Marta Morcillo Martínez, estudiante de Medicina en la Universidad de Valencia
La luz baja del flexo calienta los posos de café de mi taza favorita. El gato durmiendo a los pies de mi cama. Las persianas están bajadas para que no refleje la luz en la pantalla y la ventana, cerrada. Hay apuntes de varias asignaturas esparcidos por toda la mesa entremezclados con libros a medio leer. Los bolis no tienen casi tinta. El rotulador fino que uso para hacer los títulos ha perdido a su compañera la tapa. Los ventiladores del ordenador están encendidos, llenando la atmósfera con su ruido envolvente. La silla del escritorio, caliente y mi parte posterior de las piernas, planas. Mi cabeza apoyada contra la mesa llenando de babas ese resumen que tanto me había costado hacer y que mañana tendré que repetir (¡genial!).
El aire de la habitación está ya sobrecargado por haber estado todo el día yo aquí metida: clases online, práctica online, WhatsApp, leer en mi cama, hacer ejercicio en la esquina libre de la habitación, Instagram, video llamada con mis amigos por Skype, reunión con el equipo de baloncesto por Zoom, Twitter, estudiar en mi escritorio, una serie en el iPad…Me siento como una peonza, siempre rotando sobre el mismo eje. Y, a efectos prácticos, acabo igual de mareada y con la sensación de que todo da vueltas a mi alrededor. Todo tiene ese matiz gris, como si estuviera cubierto de capas de ceniza.
En un momento determinado, entra mi madre y me ve. Lleva una bandeja con un té para mí. Deja la bandeja en un lado sorteando los diversos obstáculos en el suelo de mi habitación. Apaga el flexo, sube las persianas y abre las ventanas. Me pone una mantita sobre los hombros y me da un beso en la cabeza y yo sonrío con los ojos cerrados todavía. Puedo sentir en mi interior la mirada de compasión y amor que me dedica. Sale de la habitación intentando no hacer ruido, llevándose la taza de café y un plato con migas (nadie sabe de qué) que había en mi mesa.

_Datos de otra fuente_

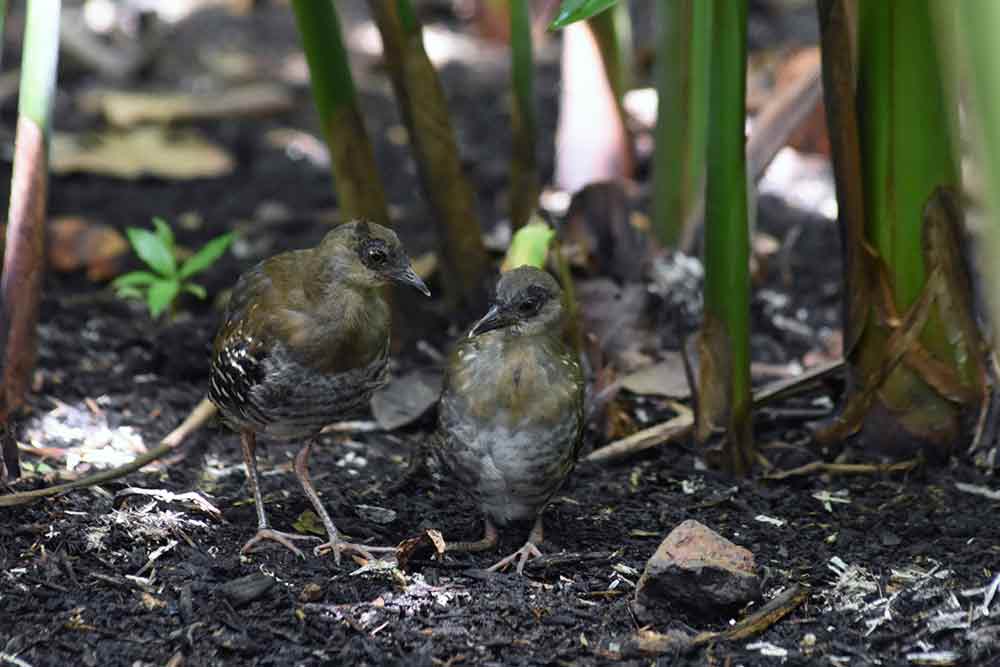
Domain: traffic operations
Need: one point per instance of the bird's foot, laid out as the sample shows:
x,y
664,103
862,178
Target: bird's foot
x,y
284,539
339,546
522,556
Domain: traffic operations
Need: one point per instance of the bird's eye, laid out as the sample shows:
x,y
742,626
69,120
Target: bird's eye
x,y
377,256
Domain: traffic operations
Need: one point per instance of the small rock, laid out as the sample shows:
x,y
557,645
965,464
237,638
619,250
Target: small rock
x,y
246,589
406,399
697,568
311,592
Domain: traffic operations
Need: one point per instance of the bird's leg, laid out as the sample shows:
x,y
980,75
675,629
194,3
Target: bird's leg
x,y
334,543
488,542
248,442
525,553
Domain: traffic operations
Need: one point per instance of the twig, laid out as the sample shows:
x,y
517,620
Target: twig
x,y
681,425
677,427
169,496
845,468
654,643
198,416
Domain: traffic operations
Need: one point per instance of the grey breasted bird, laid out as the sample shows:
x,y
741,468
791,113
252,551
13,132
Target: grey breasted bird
x,y
511,414
305,342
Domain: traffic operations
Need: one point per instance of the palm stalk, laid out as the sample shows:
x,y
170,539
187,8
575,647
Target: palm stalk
x,y
425,113
724,396
613,30
24,250
911,342
524,180
356,178
682,114
979,21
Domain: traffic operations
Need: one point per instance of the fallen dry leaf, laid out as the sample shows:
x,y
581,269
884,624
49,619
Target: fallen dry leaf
x,y
127,108
143,151
665,378
77,243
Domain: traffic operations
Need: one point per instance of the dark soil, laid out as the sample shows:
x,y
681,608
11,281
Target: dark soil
x,y
88,579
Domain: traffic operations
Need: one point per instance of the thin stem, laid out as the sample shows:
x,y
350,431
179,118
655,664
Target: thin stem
x,y
682,113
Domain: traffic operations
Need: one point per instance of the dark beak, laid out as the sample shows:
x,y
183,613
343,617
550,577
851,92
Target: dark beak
x,y
495,318
409,277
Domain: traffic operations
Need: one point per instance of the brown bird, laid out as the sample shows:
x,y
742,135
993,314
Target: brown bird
x,y
305,342
511,414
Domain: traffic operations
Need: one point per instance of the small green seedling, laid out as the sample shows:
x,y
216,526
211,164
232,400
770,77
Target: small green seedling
x,y
571,11
160,287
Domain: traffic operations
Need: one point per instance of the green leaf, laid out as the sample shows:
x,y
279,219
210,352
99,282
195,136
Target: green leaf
x,y
530,246
164,233
572,11
161,294
151,250
196,289
205,257
135,279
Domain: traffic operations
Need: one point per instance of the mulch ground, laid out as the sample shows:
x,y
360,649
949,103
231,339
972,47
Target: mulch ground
x,y
898,567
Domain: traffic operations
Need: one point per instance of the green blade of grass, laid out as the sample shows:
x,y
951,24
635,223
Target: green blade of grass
x,y
682,65
150,249
524,161
979,21
571,11
206,256
356,177
24,249
727,242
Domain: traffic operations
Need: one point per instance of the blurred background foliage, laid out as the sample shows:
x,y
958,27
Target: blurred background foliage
x,y
665,138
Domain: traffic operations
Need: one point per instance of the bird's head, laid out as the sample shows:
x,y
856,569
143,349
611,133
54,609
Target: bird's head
x,y
366,255
528,302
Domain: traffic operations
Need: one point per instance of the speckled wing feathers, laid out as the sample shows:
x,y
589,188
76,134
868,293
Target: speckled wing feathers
x,y
260,383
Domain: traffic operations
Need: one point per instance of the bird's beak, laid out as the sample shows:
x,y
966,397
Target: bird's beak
x,y
409,277
495,318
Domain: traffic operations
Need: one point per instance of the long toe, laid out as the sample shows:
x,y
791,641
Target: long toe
x,y
522,556
284,539
338,547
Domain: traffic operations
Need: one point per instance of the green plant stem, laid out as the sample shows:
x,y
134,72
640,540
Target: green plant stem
x,y
979,21
24,249
727,243
524,161
613,30
39,62
356,178
906,154
682,66
425,113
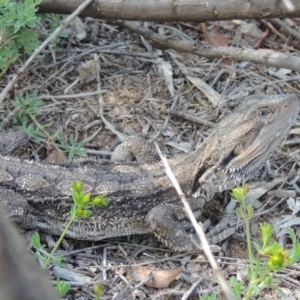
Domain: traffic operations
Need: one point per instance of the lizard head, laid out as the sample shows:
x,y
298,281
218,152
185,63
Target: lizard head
x,y
244,140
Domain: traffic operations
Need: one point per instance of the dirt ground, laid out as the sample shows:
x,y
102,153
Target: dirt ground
x,y
143,89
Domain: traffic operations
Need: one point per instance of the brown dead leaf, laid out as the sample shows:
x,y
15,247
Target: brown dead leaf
x,y
56,156
88,71
162,278
214,37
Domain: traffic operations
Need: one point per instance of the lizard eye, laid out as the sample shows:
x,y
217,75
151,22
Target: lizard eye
x,y
237,149
263,112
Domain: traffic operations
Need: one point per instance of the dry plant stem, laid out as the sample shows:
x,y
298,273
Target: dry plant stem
x,y
176,10
9,117
199,230
50,39
286,28
264,57
191,118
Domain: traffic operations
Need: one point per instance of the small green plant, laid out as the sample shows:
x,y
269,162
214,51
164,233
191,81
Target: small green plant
x,y
62,288
212,296
271,256
17,30
98,290
80,209
30,108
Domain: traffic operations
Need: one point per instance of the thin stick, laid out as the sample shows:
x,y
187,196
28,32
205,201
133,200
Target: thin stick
x,y
47,41
204,243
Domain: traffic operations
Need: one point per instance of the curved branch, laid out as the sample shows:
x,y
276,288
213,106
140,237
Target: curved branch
x,y
265,57
175,10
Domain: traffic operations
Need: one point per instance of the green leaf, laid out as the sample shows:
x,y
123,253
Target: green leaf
x,y
62,287
240,212
36,241
237,286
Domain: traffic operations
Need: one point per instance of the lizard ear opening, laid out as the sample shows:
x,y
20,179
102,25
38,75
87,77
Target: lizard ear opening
x,y
234,153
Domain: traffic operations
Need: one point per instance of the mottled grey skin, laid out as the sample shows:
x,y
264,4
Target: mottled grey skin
x,y
141,197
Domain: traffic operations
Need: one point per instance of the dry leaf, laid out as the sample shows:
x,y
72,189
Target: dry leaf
x,y
88,71
56,156
162,278
214,37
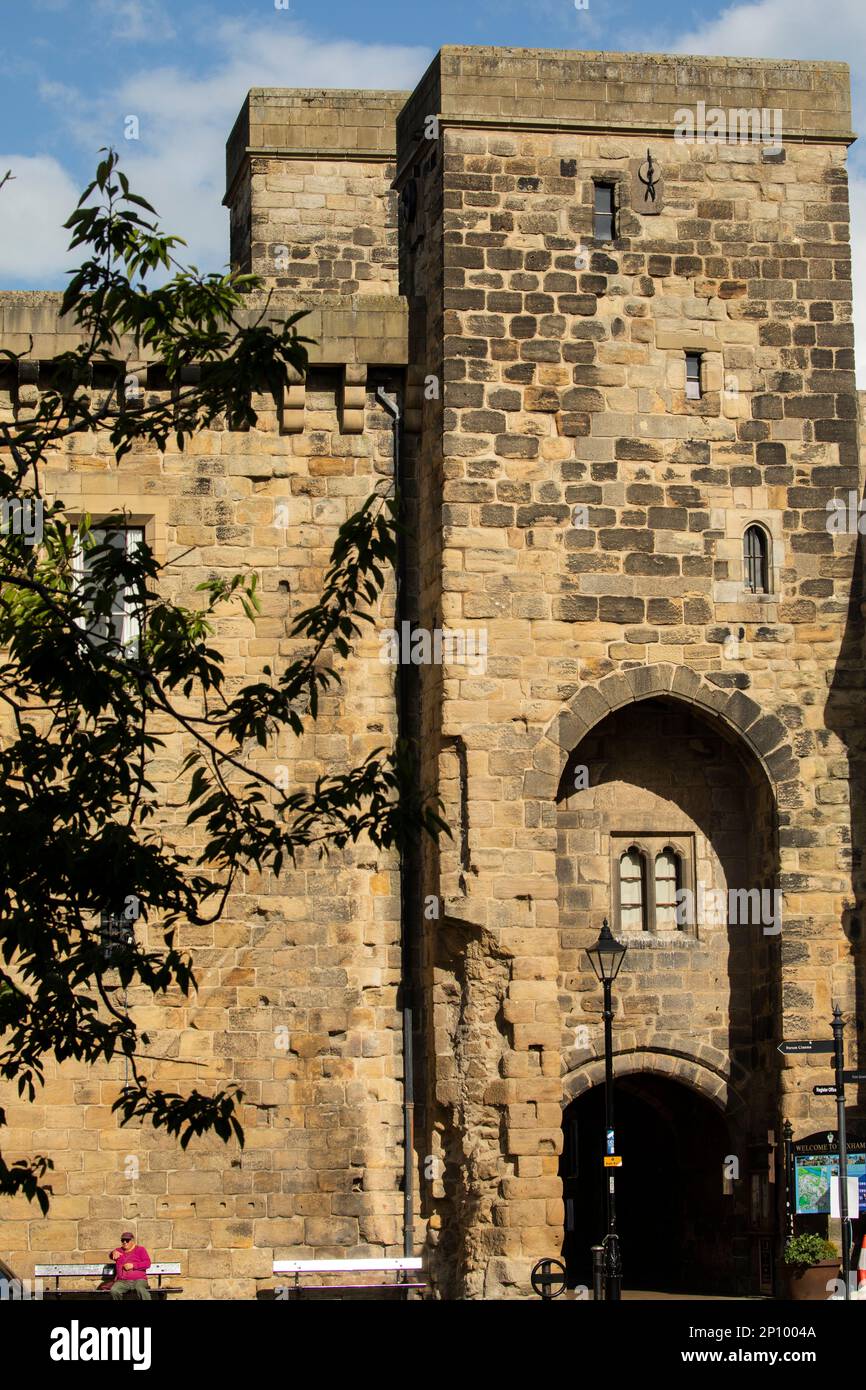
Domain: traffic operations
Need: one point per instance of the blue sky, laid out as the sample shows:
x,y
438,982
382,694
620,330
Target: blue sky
x,y
74,70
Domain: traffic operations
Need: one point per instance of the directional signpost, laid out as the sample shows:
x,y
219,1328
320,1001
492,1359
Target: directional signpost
x,y
837,1047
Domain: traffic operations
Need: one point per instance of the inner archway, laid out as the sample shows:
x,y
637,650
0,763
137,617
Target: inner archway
x,y
676,1221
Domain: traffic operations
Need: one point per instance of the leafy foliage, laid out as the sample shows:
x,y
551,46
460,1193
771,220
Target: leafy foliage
x,y
82,831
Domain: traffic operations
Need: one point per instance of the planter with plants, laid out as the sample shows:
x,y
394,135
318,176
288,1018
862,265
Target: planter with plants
x,y
813,1262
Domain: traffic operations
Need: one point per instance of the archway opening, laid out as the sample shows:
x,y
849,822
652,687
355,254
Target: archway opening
x,y
676,1219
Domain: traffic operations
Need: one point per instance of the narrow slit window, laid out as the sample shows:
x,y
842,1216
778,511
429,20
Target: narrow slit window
x,y
692,375
667,884
123,624
633,897
603,216
756,559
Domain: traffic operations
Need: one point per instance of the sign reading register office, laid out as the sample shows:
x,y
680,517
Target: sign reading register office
x,y
623,364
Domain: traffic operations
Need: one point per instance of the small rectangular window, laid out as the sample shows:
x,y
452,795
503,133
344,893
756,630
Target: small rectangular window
x,y
123,624
603,213
692,375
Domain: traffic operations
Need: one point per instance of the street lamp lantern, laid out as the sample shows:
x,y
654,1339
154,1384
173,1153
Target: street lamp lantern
x,y
606,955
606,958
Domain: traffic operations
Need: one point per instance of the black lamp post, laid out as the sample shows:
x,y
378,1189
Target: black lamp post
x,y
606,958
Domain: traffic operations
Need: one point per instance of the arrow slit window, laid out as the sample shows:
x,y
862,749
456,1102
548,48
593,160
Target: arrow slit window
x,y
692,375
603,213
120,622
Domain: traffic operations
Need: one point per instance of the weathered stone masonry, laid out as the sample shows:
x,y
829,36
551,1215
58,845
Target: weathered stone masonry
x,y
538,371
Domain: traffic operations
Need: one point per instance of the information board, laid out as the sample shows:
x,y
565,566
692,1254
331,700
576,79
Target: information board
x,y
812,1178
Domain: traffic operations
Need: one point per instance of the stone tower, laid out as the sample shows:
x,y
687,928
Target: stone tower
x,y
610,296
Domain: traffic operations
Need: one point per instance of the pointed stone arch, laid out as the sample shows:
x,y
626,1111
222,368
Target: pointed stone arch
x,y
763,734
709,1077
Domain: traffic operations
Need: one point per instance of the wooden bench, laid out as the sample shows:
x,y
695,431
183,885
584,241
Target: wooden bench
x,y
398,1287
59,1272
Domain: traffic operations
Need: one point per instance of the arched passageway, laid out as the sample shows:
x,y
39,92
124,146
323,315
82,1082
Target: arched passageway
x,y
677,1223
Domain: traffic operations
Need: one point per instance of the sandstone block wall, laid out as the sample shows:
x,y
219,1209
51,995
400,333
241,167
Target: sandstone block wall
x,y
298,982
309,189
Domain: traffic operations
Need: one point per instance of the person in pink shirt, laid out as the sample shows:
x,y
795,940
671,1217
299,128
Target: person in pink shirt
x,y
131,1265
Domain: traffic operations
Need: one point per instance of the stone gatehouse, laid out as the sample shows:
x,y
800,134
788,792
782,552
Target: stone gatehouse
x,y
624,369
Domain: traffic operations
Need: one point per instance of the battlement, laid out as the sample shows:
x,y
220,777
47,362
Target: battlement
x,y
623,91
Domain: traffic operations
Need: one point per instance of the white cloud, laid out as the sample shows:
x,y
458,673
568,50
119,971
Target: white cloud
x,y
135,20
34,206
178,161
804,29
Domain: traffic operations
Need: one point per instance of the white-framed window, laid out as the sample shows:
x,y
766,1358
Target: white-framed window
x,y
652,879
667,883
633,895
756,559
124,622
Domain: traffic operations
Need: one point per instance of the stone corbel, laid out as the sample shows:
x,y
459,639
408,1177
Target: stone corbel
x,y
28,382
353,398
413,406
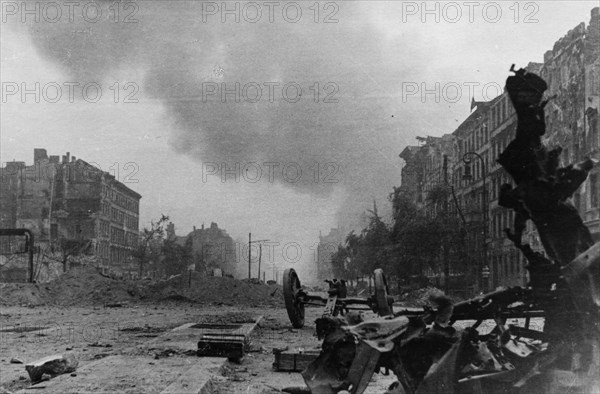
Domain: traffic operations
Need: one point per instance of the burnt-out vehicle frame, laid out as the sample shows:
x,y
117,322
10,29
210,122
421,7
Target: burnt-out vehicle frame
x,y
337,302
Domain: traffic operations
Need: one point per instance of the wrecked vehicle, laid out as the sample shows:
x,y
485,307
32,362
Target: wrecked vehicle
x,y
337,302
425,350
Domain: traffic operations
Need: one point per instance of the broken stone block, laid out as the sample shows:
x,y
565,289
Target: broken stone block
x,y
57,364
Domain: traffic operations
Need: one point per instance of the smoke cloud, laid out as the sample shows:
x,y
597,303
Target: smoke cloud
x,y
184,62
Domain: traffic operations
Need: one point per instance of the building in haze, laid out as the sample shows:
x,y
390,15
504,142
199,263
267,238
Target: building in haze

Trato de levantar la cabeza y noto como mi cuello agarrotado va liberándose. La luz todavía me molesta un poco, por eso no miro a través de la ventana. Cojo el té y, tranquilamente, dejo que su calor inunde mi interior. Me arrebujo en la manta y me decido a mirar a través del cristal.
Entonces, el cielo me sobrecoge. Tiene un fondo de tonos rosas y naranjas, colores imposibles de imaginar cuando piensas que el cielo es azul. Nubes como esponjas de algodón teñidas de un intenso rosa violáceo del atardecer. Nubes como pinceladas impresionistas. Y el sol detrás, acariciándolas suavemente con los últimos rayos que nos dedica.
En ese momento, las cosas tienen sentido. Parece que el mundo se reconcilia con el cielo y se deja llenar con su luz. Parece que me reconcilio con la realidad y permanezco en el momento. Siempre va a estar el cielo por encima de mí. Siempre va a haber algo mayor que yo, más grande y cuya belleza es solamente perceptible con el interior. Aunque piense que no, el cielo va a estar ahí, como ha estado para toda la humanidad desde siempre y para siempre. Mirando el cielo, un silencio me abraza. Simplemente, un momento de paz. Un susurro de que todo acaba y todo pasa. Unas palabras informulables que transmiten calma al interior. Por un momento, dejo de girar, paro y atravieso la fina capa de plástico transparente que parece envolver la realidad.